Articolo di Stefania D’Egidio

Il progetto The Backlash nasce a ottobre del 2011 a Cormano, dall’incontro tra Francesco Lucà (chitarra) e Luca Mangano (batteria) a cui si aggiungono, in un secondo momento, Mattia Cochetti (basso) e Alessio Gatto (voce).
Nel 2014 esce il loro primo EP, 3rd Generation prodotto da Ettore “Ette” Gilardoni, forse ad indicare una terza generazione di musicisti, dopo quella dei ’60 e dei ’90, iniziano una serie di concerti in giro per l’Italia e all’estero, arrivando fino al mitico Cavern Club di Liverpool.

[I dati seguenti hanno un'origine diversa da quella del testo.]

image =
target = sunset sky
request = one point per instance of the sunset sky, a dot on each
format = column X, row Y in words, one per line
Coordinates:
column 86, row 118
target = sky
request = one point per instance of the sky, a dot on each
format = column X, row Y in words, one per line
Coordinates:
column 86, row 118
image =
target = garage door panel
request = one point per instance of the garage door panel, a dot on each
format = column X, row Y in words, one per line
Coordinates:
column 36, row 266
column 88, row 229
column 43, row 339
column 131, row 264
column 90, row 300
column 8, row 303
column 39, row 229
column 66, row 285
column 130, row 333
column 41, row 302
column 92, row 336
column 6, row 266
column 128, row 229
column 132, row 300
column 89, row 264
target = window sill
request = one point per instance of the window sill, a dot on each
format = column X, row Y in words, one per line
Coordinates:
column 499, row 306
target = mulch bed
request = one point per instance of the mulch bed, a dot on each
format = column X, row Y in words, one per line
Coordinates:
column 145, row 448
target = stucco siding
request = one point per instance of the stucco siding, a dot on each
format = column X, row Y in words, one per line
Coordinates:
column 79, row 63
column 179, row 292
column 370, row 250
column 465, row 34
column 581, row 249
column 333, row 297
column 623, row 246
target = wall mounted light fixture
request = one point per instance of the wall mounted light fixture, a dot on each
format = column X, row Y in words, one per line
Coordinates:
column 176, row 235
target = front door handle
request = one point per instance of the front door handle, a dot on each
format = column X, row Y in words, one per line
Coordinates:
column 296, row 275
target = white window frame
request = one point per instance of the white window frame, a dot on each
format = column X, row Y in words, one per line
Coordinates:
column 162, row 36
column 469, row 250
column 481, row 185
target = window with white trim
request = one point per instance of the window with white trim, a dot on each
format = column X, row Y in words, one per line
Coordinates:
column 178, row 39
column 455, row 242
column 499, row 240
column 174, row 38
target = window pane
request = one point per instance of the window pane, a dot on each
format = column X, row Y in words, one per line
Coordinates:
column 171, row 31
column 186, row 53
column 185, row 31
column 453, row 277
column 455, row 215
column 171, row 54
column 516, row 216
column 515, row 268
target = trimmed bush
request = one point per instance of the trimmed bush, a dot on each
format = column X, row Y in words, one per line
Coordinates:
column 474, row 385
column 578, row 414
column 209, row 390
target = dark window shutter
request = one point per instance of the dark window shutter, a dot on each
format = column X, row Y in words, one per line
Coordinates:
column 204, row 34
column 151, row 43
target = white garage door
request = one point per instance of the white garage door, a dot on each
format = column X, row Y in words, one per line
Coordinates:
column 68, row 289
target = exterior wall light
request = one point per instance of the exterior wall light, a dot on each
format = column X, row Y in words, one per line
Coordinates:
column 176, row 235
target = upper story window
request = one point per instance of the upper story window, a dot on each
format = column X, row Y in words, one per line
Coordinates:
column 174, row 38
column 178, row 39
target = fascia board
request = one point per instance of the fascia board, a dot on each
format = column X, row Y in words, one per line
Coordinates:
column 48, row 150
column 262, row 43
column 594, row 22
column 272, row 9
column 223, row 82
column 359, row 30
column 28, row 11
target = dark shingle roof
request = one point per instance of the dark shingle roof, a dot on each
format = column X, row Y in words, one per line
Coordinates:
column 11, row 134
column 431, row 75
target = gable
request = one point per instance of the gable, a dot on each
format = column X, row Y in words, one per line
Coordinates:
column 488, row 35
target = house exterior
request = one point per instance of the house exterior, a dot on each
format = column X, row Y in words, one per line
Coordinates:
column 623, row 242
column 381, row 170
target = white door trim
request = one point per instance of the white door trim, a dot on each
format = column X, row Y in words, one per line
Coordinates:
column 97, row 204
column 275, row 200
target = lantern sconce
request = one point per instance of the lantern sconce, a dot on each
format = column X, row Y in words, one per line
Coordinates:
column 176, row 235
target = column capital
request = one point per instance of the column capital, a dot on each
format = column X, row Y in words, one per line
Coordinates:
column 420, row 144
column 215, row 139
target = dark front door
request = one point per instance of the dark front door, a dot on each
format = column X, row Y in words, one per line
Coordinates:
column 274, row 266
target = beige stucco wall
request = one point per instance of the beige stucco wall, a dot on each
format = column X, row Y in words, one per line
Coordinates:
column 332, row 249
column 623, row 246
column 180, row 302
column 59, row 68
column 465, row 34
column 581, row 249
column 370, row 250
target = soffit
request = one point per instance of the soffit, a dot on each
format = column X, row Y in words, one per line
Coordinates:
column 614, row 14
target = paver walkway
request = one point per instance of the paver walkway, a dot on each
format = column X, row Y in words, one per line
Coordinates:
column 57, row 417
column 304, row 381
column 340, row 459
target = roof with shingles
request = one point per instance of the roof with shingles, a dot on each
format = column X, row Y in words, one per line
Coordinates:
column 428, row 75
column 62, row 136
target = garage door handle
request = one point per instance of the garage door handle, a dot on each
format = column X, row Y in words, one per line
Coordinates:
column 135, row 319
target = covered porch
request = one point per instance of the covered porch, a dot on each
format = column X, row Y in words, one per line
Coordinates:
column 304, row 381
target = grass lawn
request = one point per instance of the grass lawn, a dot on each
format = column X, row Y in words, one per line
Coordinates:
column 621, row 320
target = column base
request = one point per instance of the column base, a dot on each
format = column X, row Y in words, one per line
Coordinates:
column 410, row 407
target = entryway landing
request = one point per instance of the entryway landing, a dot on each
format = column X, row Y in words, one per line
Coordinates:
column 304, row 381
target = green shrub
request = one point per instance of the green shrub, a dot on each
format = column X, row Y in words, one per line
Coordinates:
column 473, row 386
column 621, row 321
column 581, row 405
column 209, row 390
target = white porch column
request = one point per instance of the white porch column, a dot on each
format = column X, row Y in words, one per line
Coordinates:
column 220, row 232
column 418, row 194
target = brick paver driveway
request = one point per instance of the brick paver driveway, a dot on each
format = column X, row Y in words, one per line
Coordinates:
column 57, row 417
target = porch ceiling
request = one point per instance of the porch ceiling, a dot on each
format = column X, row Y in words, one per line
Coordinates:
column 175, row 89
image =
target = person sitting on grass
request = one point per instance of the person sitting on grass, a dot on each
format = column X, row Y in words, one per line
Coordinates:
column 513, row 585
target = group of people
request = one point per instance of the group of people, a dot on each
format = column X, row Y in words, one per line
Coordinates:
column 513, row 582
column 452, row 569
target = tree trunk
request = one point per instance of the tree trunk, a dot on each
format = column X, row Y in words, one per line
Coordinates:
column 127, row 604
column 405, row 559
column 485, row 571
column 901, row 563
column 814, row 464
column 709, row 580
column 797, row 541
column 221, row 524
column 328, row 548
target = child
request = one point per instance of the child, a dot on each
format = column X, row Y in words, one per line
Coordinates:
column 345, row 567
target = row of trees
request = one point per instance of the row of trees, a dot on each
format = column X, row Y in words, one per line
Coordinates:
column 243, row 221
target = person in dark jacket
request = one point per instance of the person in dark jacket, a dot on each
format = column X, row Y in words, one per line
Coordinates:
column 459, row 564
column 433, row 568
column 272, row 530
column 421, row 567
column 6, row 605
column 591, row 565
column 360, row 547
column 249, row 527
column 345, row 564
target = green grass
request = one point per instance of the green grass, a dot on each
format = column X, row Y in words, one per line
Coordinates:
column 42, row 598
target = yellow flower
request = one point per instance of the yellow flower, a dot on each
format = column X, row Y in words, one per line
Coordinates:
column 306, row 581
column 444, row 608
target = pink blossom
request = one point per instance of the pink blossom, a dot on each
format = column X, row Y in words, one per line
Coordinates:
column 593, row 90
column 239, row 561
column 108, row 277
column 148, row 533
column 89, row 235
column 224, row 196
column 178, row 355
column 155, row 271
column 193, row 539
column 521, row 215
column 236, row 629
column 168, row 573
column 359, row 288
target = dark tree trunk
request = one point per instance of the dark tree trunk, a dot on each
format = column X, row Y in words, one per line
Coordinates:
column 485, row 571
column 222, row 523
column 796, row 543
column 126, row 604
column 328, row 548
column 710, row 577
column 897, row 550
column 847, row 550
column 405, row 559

Che i ragazzi meritassero lo avevo già intuito quando li avevo visti al Circolo Ohibò di Milano in apertura ai We Are Scientists, chitarre in primo piano e timbrica decisa proprio come piace a me, tanto che mi ero ripromessa di procurarmi il loro album non appena fosse stato possibile, ed eccomelo qui tra le mani Mindtrap, venuto alla luce dopo quattro anni dalla precedente fatica, per l’etichetta Right Bright Side Records.
Aprendo il cd e spulciandolo, vedo che sulla copertina frontale è raffigurato l’interno di un teatro o di un circo, a voi la scelta, e sul retro la tenda dello stesso; all’interno i testi delle canzoni stampati su foto tratte dai live e, nelle pagine centrali, un bianco e nero dei quattro, come nella migliore iconografia rock.
Non mi resta quindi che ascoltarlo: l’inizio è da fuochi d’artificio, con Third Generation Anthem, chitarre corpose e suono bello distorto alla Oasis, la seconda traccia, Slow Flow non è da meno, molto ritmata, con una strofa ripetuta a loop, voci che si sovrappongono e batteria incalzante.
Si capisce subito che il filo conduttore dell’album è una sorta di tensione emotiva che non conosce cali, parola d’ordine picchiare duro tanto in studio quanto dal vivo, strizzando un occhio al britrock degli anni novanta, il che non mi dispiace affatto dal momento che forse è stata l’ultima decade che abbia prodotto qualcosa di nuovo in ambito rock.
Bellissimo l’intro di Another Time, la quinta traccia, dove la mano di Luca Mangano si fa sentire pesantemente e l’assolo di chitarra è da manuale, mentre Breakaway colpisce per la semplice struttura indierock, con i suoi accordi di chitarra martellanti e un testo tanto scarno quanto efficacie nel restarti in testa, come ogni hit che si rispetti deve fare.
Ed eccoci alla titletrack, Mindtrap, il mio pezzo preferito, per la batteria che tuona come un tamburo di guerra, quasi un richiamo alle armi, che in questo caso sono note sparate sul campo di battaglia, il palcoscenico, da riff di chitarra che sono letali come raffiche di mitra.
Chiudono: Knockit Back, traccia blueseggiante in stile seventies, con una ritmica di chitarra che a tratti mi ricorda quella dei Doors e, per la prima volta nel disco,l’ingresso in sottofondo di fiati, e Behind a Locked Door, l’unica ballad dove le distorsioni lasciano il posto, almeno all’inizio, a suoni acustici.

Voto: 10/10

Album non adatto ai timpani delicati e ai cuori deboli, se avete amato il sound crunchoso degli anni novanta non può mancare nella vostra libreria, in più è una bella scarica di adrenalina per la scena musicale nazionale e, se queste sono le premesse, il successo non tarderà ad arrivare per Lucà e soci.
Tra i migliori gruppi italiani ascoltati negli ultimi mesi, insieme a Be The Wolf e Siberia mi fanno ben sperare per il futuro della nostra musica.